How can we see this? There are several proofs, but here's my favorite. Imagine that we shuffle a fresh-from-the-box deck of cards in the following careful manner. We place the first card, say the Ace of Spades, face down on the table. Then we take the second card, maybe the Deuce of Spades, and randomly place it over or under the ace. Now there are three possible slots for the Three of Spades; choose one at random, putting it on top of the current pile, under the current pile, or between the ace and deuce, each with probability 1/3.

We continue in this manner; the nth card is inserted in one of n possible slots, each with probability 1/n.
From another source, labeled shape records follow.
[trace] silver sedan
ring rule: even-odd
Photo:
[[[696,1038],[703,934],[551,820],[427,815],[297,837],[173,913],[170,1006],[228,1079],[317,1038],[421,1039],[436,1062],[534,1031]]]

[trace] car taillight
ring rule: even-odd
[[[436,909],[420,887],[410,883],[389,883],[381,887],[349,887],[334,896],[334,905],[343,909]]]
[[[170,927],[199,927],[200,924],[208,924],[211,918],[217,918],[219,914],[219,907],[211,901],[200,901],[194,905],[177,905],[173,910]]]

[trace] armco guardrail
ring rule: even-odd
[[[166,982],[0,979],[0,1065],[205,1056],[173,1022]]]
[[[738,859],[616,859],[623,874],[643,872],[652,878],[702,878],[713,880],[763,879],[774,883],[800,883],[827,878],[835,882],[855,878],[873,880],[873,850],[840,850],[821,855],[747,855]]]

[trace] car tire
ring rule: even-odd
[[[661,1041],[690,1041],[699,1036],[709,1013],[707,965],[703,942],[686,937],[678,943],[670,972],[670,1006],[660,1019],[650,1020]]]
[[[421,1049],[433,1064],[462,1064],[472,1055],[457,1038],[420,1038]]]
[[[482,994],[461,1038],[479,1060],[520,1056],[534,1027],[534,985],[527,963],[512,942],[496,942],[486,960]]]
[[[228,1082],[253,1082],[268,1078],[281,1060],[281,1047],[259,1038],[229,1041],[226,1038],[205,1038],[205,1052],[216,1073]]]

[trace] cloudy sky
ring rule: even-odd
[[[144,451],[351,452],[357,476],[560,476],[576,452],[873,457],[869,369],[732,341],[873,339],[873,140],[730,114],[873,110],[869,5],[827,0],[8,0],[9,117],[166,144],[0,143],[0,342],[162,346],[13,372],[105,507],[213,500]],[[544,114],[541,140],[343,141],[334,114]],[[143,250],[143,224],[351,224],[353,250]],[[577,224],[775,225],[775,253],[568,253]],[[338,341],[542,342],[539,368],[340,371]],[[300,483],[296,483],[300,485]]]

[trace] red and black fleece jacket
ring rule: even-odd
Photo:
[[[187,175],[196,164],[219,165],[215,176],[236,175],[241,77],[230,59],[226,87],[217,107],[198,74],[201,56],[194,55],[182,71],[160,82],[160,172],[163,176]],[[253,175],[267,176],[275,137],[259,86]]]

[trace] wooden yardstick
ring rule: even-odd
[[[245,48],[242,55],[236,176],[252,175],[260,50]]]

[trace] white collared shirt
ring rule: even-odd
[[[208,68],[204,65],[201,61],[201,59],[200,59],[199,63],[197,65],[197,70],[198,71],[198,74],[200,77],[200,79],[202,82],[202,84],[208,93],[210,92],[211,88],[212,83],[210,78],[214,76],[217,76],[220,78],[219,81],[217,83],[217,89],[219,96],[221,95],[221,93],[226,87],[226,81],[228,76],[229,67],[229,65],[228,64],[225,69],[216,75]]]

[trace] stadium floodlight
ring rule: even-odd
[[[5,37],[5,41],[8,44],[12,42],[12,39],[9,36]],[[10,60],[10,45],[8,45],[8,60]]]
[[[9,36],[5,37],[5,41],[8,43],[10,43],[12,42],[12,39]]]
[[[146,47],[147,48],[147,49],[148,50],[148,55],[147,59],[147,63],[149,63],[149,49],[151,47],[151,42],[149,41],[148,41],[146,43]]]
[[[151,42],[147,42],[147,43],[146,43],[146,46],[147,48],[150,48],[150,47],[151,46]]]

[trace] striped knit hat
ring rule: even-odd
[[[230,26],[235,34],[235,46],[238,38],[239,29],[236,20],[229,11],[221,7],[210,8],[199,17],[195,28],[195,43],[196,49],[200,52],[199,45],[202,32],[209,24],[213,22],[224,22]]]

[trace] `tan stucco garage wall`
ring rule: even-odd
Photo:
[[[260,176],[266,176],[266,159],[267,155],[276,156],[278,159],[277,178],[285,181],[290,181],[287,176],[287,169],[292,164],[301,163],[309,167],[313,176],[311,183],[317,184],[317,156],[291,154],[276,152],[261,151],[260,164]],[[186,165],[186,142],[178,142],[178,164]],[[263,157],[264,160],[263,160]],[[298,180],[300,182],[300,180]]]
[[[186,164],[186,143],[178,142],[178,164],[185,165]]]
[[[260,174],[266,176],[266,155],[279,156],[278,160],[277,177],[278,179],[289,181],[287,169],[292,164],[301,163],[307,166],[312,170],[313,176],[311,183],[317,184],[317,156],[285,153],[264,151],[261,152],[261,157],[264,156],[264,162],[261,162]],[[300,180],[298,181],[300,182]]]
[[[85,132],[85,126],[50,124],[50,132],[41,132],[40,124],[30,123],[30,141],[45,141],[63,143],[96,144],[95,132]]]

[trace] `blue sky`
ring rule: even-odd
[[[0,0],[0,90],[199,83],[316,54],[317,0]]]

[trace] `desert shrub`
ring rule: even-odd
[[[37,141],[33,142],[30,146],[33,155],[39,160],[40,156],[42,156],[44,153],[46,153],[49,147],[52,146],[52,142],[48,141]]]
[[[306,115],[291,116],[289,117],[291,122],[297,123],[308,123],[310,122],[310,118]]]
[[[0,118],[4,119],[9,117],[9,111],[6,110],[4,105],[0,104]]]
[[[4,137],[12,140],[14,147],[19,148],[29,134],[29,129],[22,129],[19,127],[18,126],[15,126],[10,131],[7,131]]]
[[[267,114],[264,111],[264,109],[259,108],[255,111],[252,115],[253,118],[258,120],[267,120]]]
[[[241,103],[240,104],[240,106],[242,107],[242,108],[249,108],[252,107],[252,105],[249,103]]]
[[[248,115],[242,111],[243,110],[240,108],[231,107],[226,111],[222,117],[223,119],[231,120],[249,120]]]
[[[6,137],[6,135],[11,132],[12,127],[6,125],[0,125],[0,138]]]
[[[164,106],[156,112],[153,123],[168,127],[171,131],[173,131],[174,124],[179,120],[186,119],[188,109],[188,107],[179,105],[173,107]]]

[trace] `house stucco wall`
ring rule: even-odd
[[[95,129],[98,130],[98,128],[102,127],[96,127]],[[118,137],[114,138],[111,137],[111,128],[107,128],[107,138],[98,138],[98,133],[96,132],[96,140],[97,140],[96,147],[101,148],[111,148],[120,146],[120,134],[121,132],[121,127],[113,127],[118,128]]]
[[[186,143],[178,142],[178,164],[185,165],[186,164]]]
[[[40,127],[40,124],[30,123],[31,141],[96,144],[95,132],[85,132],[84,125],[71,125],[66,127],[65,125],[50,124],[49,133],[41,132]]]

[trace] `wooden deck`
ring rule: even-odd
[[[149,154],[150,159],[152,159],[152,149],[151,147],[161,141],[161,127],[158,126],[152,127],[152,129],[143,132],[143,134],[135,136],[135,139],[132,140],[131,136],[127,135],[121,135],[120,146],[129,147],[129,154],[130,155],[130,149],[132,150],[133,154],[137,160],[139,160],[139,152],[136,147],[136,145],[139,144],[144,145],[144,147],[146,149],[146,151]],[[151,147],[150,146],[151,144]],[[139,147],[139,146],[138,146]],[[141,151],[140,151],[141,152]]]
The result eventually is a perfectly random permutation of the cards.

Now think of the cards that go in above the Ace of Spades as the coins (not counting the first) that go into Urn A, and the ones that go under as coins going into Urn B. The magnetic rule above describes the process perfectly, because if there are currently x−1 cards above the Ace of Spades (thus x slots) and y−1 cards under the Ace of Spades (thus y slots), the probability that the next card goes above the Ace of Spades is x/(x+y).

Since, in the final shuffled deck, the Ace of Spades is equally likely to be in any position, the number of slots ending up above it is equally likely to be anything from 1 to the number of cards in our deck, which for our puzzle is 999,999.

[Probabilists call the mechanism of this puzzle the Polya urn, after the late George Polya, a Hungarian-born professor at Stanford who famously wrote about problem-solving in mathematics.]